For a moment she was silent, apparently fearing to make the suggestion lest I should refuse. At last she looked straight into my face and said, —

“What I ask you to do is to make a great sacrifice in order to save me. I am in peril, Wilfrid, in a grave, terrible peril. The sword of fate hangs over me, and may fall at any instant. I must fly from here – I must fly to-night and hide – I – ”

She hesitated again. Her words were an admission of her guilt. She was a murderess. That unknown man that I had left lying cold and dead beneath the trees had fallen by her hand.

“Well?” I asked, rather coldly, I fear.

“I must hide. I must efface my identity, and for certain reasons – indeed to obtain greater security I must marry.”

“Marry!” I echoed. “Well, really, Sybil, I don’t understand you in the least. Why?”

“Because I can, I hope, save myself by marrying,” she went on quickly. “To-night I am going into hiding, and not a soul must know of my whereabouts. The place best of all in which to hide oneself is London, in one of the populous working districts. They would never search for me there. As the wife of an industrious working-man I should be safe. To go abroad would be useless.”

“But why should you leave so hurriedly?” I asked her.

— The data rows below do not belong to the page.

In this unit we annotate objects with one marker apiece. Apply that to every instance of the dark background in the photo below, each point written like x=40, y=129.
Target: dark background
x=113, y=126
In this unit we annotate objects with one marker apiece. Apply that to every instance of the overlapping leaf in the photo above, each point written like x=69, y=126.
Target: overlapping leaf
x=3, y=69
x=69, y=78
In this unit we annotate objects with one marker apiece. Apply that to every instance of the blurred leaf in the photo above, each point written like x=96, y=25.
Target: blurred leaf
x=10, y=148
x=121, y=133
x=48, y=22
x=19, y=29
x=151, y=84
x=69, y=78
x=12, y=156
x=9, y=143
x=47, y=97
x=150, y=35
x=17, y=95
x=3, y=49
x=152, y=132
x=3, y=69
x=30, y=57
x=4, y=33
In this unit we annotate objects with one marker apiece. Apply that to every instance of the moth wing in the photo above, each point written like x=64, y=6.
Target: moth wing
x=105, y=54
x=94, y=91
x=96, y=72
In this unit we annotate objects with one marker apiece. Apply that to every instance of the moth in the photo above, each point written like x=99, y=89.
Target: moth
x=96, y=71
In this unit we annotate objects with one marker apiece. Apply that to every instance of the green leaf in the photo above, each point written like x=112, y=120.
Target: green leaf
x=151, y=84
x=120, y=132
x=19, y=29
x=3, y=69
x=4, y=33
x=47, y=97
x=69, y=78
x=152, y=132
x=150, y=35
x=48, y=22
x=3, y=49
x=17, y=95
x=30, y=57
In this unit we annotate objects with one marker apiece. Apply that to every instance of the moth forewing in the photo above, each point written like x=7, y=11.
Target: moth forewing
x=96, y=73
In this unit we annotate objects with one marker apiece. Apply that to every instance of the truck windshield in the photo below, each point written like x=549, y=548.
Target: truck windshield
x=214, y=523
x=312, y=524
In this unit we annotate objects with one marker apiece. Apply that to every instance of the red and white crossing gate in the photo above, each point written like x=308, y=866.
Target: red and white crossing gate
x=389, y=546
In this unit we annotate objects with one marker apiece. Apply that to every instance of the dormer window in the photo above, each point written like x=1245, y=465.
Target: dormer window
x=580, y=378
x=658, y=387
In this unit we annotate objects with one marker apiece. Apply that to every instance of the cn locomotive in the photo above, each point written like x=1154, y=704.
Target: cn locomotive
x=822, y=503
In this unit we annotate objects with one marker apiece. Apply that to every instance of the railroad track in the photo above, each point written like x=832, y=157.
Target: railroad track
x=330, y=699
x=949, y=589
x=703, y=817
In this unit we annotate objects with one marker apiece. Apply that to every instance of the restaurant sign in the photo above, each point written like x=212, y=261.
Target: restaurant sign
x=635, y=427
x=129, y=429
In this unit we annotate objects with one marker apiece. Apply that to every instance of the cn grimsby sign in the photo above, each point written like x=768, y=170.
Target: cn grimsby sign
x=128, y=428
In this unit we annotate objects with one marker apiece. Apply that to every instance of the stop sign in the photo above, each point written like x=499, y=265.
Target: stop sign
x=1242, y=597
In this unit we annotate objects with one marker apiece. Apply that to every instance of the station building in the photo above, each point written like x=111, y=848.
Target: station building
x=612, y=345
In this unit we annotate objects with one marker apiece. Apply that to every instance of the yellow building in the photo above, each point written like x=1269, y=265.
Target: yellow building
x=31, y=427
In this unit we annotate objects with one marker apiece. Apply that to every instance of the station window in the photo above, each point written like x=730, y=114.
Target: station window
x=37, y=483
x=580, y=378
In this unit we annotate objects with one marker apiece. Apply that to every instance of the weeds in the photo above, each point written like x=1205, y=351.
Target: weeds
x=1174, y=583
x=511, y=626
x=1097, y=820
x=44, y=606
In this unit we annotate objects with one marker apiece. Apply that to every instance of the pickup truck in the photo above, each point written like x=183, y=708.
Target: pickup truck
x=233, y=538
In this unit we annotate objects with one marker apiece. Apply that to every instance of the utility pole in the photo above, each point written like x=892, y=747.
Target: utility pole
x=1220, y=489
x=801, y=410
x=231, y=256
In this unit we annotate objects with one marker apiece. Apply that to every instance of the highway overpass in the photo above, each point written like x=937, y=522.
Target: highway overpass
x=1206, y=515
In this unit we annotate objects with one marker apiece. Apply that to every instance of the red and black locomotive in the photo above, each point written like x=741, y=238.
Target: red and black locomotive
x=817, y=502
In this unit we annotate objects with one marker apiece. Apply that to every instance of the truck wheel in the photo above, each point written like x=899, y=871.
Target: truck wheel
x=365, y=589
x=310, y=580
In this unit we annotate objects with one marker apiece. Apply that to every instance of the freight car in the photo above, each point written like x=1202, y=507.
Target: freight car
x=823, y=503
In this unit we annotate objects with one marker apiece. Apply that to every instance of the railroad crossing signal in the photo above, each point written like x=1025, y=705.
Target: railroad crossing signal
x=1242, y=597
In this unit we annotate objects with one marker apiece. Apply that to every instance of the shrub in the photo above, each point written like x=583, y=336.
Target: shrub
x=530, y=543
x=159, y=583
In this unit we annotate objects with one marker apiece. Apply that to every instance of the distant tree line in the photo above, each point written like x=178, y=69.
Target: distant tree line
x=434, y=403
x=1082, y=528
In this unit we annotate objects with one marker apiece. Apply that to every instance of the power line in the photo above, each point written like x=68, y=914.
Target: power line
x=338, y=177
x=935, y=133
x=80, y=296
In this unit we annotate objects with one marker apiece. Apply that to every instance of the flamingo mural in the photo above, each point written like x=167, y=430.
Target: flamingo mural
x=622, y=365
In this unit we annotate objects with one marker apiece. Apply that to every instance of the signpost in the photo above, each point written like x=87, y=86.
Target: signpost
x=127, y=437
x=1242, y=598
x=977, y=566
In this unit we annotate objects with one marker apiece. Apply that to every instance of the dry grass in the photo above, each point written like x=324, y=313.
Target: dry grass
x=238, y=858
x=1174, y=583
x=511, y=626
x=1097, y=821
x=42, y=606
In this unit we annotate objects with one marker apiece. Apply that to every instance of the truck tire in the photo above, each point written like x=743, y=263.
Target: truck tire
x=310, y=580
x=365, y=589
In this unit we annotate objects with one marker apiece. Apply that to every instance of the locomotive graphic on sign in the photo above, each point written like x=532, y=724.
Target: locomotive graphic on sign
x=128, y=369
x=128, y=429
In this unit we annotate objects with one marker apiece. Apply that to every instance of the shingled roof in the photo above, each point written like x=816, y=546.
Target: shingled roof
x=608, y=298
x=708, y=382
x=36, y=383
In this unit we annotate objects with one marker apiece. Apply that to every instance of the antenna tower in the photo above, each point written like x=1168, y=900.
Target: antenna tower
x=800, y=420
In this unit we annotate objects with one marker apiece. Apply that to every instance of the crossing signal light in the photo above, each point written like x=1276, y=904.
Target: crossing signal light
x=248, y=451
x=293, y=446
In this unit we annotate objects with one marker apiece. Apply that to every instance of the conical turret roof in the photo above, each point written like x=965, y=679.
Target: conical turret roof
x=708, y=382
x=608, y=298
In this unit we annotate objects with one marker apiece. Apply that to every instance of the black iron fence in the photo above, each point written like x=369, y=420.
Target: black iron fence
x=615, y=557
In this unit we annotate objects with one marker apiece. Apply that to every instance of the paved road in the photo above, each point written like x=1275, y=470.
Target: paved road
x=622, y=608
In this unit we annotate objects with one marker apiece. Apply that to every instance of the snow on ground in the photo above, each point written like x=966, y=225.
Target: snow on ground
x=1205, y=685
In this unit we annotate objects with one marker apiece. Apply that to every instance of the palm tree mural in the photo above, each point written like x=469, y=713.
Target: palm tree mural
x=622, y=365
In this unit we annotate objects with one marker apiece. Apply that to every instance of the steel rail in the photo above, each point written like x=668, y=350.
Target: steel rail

“Ah! you will know in due course,” was her answer. “Ask me no questions now, only help me to escape.”

“How?”

“Listen, and I will tell you of the plans I have formed. To-night I have thought it all out, and have made resolve. The car is in the shed over against the kennels. I backed it in yesterday, therefore it will run down the hill along the avenue, and right out through the lodge gates without petrol and noiselessly. Once in the Chichester road, I can drive it away without awakening either the house or the Grants who keep the gate. You’ll come with me.”

“Where?”

“To London.”

“And what would people say when it was known that you and I left together in the middle of the night?”

“Oh! they’d only say it was one of Tibbie’s mad freaks. It is useful sometimes,” she added, “to have a reputation for eccentricity. It saves so many explanations.”

“Yes, that’s all very well, but it is not a judicious course in any way.”

Suddenly I recollected the woman Mason whom I saw at all costs must be got out of the way. As a servant she might get a view of the dead man out of curiosity and identify him as her mistress’s lover.

“No,” I added, after a moment’s reflection. “If you really want to escape to London go in exactly the opposite direction. Run across the New Forest to Bournemouth, for instance. Take Mason with you. Go to the Bath Hotel, and then slip away by train say up to Birmingham, and from there to London.”

“Yes, but I can’t take Mason. She must remain in ignorance. She knows far too much of my affairs already.”

“Well, I can’t go with you. It would be madness. And you cannot go alone.”

She was silent, her lips pressed together, her brows knit. Her countenance was hard and troubled, and there was a look of unmistakable terror in those wonderful eyes of hers.

“And if I act on your advice, Wilfrid, will you meet me in secret in London to-morrow or the next day?”